After only a week, students say the program seems to be saving time and is less hassle than accessing the school's own ed-tech devices.

The Hanover High School students walked into their environmental science class, sat at the round black tables, and got out their class materials.

The three-ring binders, notebooks, pens, and pencils were placed out of arm’s reach. Instead, the students placed in front of themselves a laptop and a cell phone.

Teacher Jason Suter picked up a remote control on his desk. With a couple of clicks, the first question of the day appeared on a Wiffiti board, a board that allows real-time messages to appear on its white screen.

The question was, “Do you think that Apple is an environmentally friendly company?”

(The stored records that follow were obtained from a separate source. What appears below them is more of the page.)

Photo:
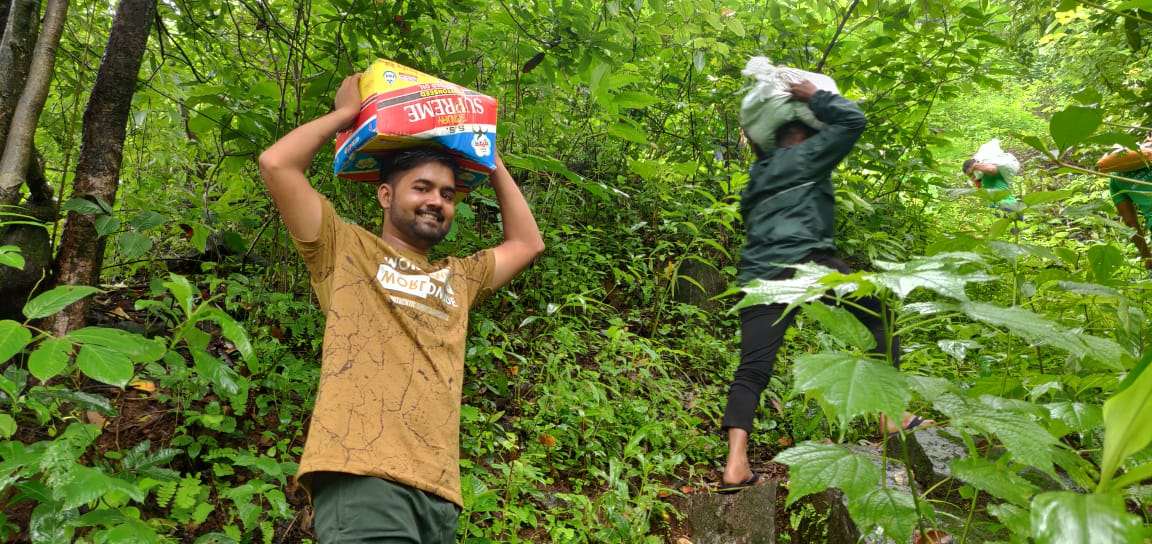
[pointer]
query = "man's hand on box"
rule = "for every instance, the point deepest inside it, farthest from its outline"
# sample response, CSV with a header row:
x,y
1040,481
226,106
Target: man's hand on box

“Pick up your phones,” Suter said. “Text ‘yes’ using this number and ‘no’ using this one.”

Through text messaging, the students answered the question. And as the texts came in, a bar graph began to form on the Wiffiti board, showing the number and percentage of students that had answered yes and the number that said no.

“That’s us sending it right now?” one of the students asked as the bar graph continued to move with every sent text.

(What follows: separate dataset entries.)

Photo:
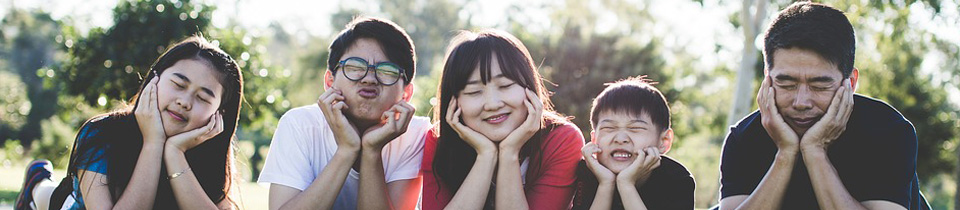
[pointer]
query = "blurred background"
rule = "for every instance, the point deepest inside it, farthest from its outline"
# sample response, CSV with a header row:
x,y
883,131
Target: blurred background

It is, Suter said. And it wasn’t the only piece of educational technology they would go on to use in class.

The students have been keeping environmental science blogs that they update each week. Suter’s Oct. 7 class was devoted to each student reading another’s blog, grading it, and commenting on it—creating a discussion that students could continue outside of school.

And for the most part, it was all done on the students’ own computers or digital devices.